Basic Chinese vocabulary words consist of a single syllable, Chinese does not conjugate or inflect. That’s why it’s good to write with ideographic characters – graphic symbols that represent an object or concept. Japanese words, on the other hand, are mostly polysyllabic, Japanese not only conjugates verbs, but even puts adjectives in the past tense. For this, his writing needs grammatical elements. The Chinese writing system offers no solution for this.
So the Japanese began to reduce some Chinese characters to a phonetic value. At the same time, they radically simplified these characters. Thus, Japanese syllabic alphabets were created, although they were never standardized until the 1900s. Everyone wrote their syllabic characters as they wanted. Some spellings prevailed, others disappeared. Documents written in Kuzushiji bear witness to this spread.
For centuries, only men wrote kanji, characters taken from China, to demonstrate their classical education and superiority. The women were said to be uneducated, using characters reduced to phonetic syllables and “collapsed” in sweeping script because they had not learned any kanji. Which was not true in some cases. But kanji were reserved for men.
“In the 14th century, a court poet defined three categories,” Clanuwat said: “He compared properly written kanji to a standing person, loosely written to a walking person. He said kuzushiji kanji runs.”
AI programmers don’t know Japanese, but they translate ancient Japanese texts
KuroNet is now freely accessible online, but only in Japanese. The system needs about two seconds per character. To improve it, three years ago, the Clanuwat Institute launched a competition for self-learning Kuzushiji reading programs on the Kaggle platform, where companies and institutes publish software problems. A total of $15,000 in prize money was up for grabs. 293 teams participated.

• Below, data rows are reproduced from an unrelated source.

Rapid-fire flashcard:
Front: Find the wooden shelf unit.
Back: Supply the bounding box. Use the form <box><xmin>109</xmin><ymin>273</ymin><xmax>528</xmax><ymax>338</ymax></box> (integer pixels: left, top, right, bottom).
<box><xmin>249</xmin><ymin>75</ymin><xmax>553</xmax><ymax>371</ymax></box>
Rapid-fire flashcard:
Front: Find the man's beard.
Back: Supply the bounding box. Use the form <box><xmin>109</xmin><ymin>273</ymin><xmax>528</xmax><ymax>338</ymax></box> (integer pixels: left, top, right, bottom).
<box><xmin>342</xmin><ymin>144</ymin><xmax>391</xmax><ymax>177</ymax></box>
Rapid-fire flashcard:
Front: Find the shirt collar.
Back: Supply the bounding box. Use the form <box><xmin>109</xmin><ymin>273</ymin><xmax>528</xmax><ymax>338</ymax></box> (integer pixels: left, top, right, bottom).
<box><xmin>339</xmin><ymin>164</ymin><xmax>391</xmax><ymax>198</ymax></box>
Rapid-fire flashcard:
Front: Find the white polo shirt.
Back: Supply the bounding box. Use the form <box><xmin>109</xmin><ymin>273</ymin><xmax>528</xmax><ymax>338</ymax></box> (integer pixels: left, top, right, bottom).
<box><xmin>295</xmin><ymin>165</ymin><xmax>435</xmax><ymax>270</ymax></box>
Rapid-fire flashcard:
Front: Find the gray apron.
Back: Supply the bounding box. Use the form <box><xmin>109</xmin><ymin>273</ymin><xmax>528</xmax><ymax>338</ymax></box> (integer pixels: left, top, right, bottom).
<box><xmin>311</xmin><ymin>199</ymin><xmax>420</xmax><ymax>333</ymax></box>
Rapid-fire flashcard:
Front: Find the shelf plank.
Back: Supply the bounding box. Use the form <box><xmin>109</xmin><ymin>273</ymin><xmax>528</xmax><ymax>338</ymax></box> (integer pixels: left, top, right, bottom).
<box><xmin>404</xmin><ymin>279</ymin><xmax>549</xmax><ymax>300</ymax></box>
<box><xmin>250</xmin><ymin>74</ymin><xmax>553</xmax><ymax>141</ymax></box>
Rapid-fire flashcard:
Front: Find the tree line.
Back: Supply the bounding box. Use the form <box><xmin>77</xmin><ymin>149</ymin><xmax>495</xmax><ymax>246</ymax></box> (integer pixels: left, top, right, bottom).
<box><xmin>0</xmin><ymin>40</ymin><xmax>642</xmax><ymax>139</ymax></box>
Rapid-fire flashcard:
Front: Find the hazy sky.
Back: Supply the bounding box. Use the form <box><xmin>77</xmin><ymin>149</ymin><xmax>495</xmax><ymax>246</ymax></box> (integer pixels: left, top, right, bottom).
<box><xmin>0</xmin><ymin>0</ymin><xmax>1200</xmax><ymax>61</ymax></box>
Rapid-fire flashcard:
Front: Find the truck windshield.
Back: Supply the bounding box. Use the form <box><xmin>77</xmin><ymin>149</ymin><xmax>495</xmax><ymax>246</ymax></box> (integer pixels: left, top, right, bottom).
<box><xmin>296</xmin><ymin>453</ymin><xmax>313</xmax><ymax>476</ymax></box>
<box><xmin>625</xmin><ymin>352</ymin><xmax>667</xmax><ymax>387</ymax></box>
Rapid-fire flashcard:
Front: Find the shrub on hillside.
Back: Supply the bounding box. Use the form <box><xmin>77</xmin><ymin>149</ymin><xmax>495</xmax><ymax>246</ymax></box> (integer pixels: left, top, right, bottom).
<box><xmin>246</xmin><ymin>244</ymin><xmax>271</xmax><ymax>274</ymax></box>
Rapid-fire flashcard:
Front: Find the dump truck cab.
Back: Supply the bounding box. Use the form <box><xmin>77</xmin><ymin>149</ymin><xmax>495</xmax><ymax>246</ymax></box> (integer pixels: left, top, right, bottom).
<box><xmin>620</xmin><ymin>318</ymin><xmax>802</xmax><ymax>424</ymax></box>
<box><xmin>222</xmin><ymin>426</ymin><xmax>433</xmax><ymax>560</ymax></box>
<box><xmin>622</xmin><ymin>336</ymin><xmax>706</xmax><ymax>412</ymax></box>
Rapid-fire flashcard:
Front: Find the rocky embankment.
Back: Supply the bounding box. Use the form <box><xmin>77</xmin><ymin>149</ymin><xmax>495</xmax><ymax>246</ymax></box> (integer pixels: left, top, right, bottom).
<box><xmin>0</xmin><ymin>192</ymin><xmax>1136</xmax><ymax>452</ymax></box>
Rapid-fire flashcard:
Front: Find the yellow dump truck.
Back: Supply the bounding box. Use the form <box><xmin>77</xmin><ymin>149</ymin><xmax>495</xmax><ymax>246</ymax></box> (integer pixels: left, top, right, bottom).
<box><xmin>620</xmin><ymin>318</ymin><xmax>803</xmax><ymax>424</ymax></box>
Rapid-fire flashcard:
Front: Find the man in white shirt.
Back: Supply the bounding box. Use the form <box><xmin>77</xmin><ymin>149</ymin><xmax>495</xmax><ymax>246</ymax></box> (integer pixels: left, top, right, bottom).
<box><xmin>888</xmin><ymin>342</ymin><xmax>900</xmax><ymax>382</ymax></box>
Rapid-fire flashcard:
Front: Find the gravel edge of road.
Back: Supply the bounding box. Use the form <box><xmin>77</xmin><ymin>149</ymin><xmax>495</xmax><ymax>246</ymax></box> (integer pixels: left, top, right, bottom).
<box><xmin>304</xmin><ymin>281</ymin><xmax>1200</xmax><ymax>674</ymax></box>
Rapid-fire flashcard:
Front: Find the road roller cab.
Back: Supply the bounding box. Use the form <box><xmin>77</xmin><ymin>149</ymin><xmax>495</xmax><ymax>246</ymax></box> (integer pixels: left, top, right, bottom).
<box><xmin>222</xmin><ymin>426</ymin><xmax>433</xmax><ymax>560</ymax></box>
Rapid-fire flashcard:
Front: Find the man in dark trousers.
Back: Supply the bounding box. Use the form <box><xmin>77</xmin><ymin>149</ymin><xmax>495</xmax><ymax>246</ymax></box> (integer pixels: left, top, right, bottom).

The second prize went to Konstantin Lopuhin from Moscow, as deep learning specialized software developer. He has previously evaluated satellite images using artificial intelligence and categorized sea lions. In the Skype interview, Lopuhin does not talk about kanji or characters, but about “objects” and “classes”. Does it make a difference if the computer has to recognize characters instead of sea lions? “Yeah,” says Lopuhin, “there were five classes for the sea lions and about twenty for the satellite images. But for Kuzushiji there were over 4,000. I also don’t speak Japanese, nor could I spot the obvious mistakes.”
To this day, Lopuhin does not know what is in the texts that his program deciphered. Cookbooks made up a third of the 45 texts to be deciphered for the competition, plus a 1639 book on Christianity, one on silkworm breeding and lots of literature. Including a copy of the first chapter of “Genji”, which is considered the Japanese book of books and the first novel in literary history. Court lady Murasaki Shikibu wrote the story of the prince’s love adventures in the first decade of the last millennium – a time when people met to read their poems about cherry blossoms, autumn leaves, fog and the moon, about love and its impermanence. They drank rice wine and had affairs. Love was free, at least for men. After all, women had their own thickets of signs. They wrote Kuzushiji – peppy, “running”.
Can the discovery of unknown masterpieces be expected when computers en masse transcribe Kuzushiji’s texts? “I don’t think so,” says Clanuwat. “But you’ll find here explanations of old concepts that we didn’t fully understand until now. Little pieces of the puzzle that suddenly make sense.”